Ketka itu, Yusuf Ronodipuro, penyiar Radio Republik Indonesia (RRI) meminta Bung Karno untuk merekam suaranya membacakan kembali teks proklamasi.
Yusuf Ronodipuro mengusulkan ide merekam suara Bung Karno untuk membacakan teks proklamasi kembali setelah RRI kala itu baru saja memiliki alat perekam suara.
Sempat terjadi adu argumentasi yang sengit, hijgga akhirnya Bung Karno bersedia membacakan kembali teks prolamasi untuk direkam sebagai bukti sejarah bangsa.
Bujukan Yusuf Ronodipuro pun berhasil meyakinkan Bung Karno . Stasiun RRI Jalan Medan Merdeka Barat 4-5 Jakarta menjadi saksi tempat direkamnya pembacaan teks Proklamasiyang kita dengar saat ini.
Oleh Yusuf Ronodipuro suara Bung Karno itu direcord dalam piringan hitam yang kini di simpan di Lokananta, Surakarta.
Itulah kenapa suara Bung Karno yang kita dengar setiap memperingati atau merayakan HUT Kemerdekaan RI, jernih dan bersih tanpa ada suara-suara latar lain.
Peran Yusuf Ronidipuro di RRI bukan hanya sebagai penyiar saja.
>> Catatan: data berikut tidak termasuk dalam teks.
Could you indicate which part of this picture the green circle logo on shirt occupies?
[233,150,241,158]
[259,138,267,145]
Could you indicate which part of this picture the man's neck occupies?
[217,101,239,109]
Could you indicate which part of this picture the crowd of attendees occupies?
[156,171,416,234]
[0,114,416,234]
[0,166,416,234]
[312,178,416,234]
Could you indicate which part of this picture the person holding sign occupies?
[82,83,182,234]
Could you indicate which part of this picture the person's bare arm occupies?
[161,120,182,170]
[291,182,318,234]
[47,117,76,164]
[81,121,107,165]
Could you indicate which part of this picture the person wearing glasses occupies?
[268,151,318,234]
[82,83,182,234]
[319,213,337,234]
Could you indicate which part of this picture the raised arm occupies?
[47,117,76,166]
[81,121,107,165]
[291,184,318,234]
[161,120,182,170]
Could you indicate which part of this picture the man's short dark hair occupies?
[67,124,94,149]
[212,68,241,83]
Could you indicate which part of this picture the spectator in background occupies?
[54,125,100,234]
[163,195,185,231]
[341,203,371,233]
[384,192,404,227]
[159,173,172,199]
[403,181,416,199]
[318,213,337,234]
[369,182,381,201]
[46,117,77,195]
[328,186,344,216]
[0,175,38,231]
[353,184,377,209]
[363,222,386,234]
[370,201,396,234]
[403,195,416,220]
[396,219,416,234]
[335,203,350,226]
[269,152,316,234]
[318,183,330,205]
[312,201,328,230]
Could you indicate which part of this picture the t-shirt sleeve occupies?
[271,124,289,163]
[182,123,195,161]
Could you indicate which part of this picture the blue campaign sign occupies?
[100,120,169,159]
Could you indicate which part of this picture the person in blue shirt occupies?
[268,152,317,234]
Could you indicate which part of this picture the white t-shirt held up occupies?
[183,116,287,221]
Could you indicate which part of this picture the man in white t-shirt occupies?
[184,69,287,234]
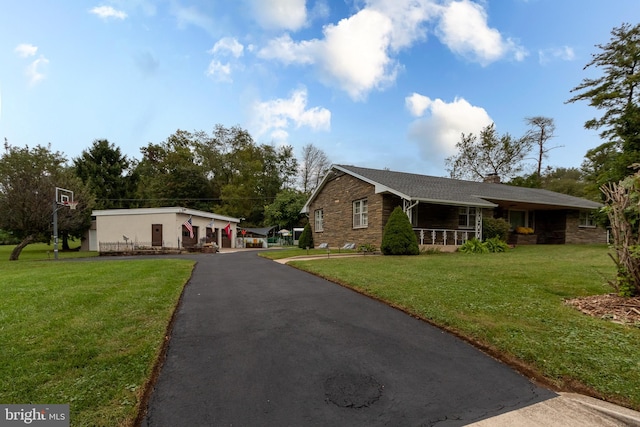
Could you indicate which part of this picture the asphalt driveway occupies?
[142,252,557,427]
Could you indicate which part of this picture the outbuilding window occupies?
[578,211,596,227]
[458,207,476,228]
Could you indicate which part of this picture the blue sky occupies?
[0,0,640,176]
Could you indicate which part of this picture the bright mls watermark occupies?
[0,403,69,427]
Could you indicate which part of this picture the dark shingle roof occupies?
[334,165,602,209]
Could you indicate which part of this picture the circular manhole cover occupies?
[324,374,384,408]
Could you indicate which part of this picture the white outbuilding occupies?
[87,207,240,252]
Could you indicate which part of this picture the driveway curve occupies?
[142,252,557,427]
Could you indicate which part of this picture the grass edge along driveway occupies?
[276,245,640,410]
[0,256,194,426]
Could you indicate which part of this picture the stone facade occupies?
[308,173,606,248]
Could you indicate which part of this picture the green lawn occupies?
[0,245,193,426]
[278,245,640,409]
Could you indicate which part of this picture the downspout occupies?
[402,199,419,224]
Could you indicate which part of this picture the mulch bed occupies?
[565,294,640,327]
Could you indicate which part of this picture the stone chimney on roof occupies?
[484,173,500,184]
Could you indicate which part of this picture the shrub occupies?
[482,218,511,241]
[458,237,509,254]
[358,243,376,254]
[298,223,313,249]
[380,206,420,255]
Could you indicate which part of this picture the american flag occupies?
[182,217,193,239]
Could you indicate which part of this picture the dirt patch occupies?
[565,294,640,327]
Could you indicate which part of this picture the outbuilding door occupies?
[151,224,162,246]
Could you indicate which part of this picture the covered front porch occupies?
[403,200,580,250]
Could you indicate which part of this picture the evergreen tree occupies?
[298,223,313,249]
[567,24,640,187]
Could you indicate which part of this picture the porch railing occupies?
[413,228,476,245]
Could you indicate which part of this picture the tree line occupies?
[446,24,640,201]
[0,125,330,259]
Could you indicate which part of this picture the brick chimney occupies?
[484,173,500,184]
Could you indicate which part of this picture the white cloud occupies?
[206,37,244,83]
[367,0,440,51]
[257,0,527,100]
[258,9,397,100]
[437,0,527,65]
[89,6,127,20]
[405,93,493,163]
[26,56,49,86]
[538,46,576,65]
[251,0,307,31]
[209,37,244,58]
[14,43,38,58]
[253,88,331,141]
[258,34,322,65]
[405,92,431,117]
[14,43,49,86]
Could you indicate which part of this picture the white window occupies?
[458,207,476,228]
[353,199,369,228]
[578,211,596,227]
[314,209,324,232]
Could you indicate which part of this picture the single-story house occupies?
[88,207,240,252]
[302,165,607,251]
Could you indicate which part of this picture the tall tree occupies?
[525,116,556,179]
[73,139,137,209]
[446,123,531,181]
[196,125,297,225]
[300,144,331,194]
[264,189,307,229]
[0,144,93,260]
[567,24,640,186]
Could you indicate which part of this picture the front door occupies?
[151,224,162,246]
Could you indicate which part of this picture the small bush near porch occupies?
[292,245,640,409]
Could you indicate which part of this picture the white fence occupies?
[413,228,476,245]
Penerima Bintang Maha Putra ini adalah pendiri RRI bersama Abdurrahman Saleh pada 11 September 1945.
Pria kelahiran Salatiga, 30 September 1919 yang dimakamkan di Taman Pahlawan Kalibata (2008) ini juga yang mencetuskan tagline : “Sekali di udara, tetap di udara”.
RRI yang kini berstatus radio publik (LPPRRI) tetap mengudara dengan berbagai kemajuannya. Ada siaran Pro 1 (untuk siaran lokal), Pro 2 (untuk siaran bagi milinealis), dan Pro 3 (untuk siaran berita nasional).
Kini, ketiga channel siaran RRI menyatu bersama warga pendengar RRI di mana pun berada. “Kolaborasi untuk Indonesia Kuat”, sebagai tema HUT RRI ke 77th, adalah tema yang tepat untuk konteks kekinian Indonesia saat ini.
Peran RRI sebagai radio publik milik bangsa harus dirasakan manfaatnya secara nyata bagi rakyat Indonesia.
Inovasi dan kreativitas RRI dalam memajukan siaran menjadi keniscayaan.
Tentu saja, RRI sebagai radio publik tetap bekhitmat menjadi penyambung suara bangsa. RRI bukanlah sekadar radio, melainkan berperan sebagai pengemban sejarah peradaban bangsa.
Dirgahayu RRI ke 77th. “Sekali di udara tetap di udara”.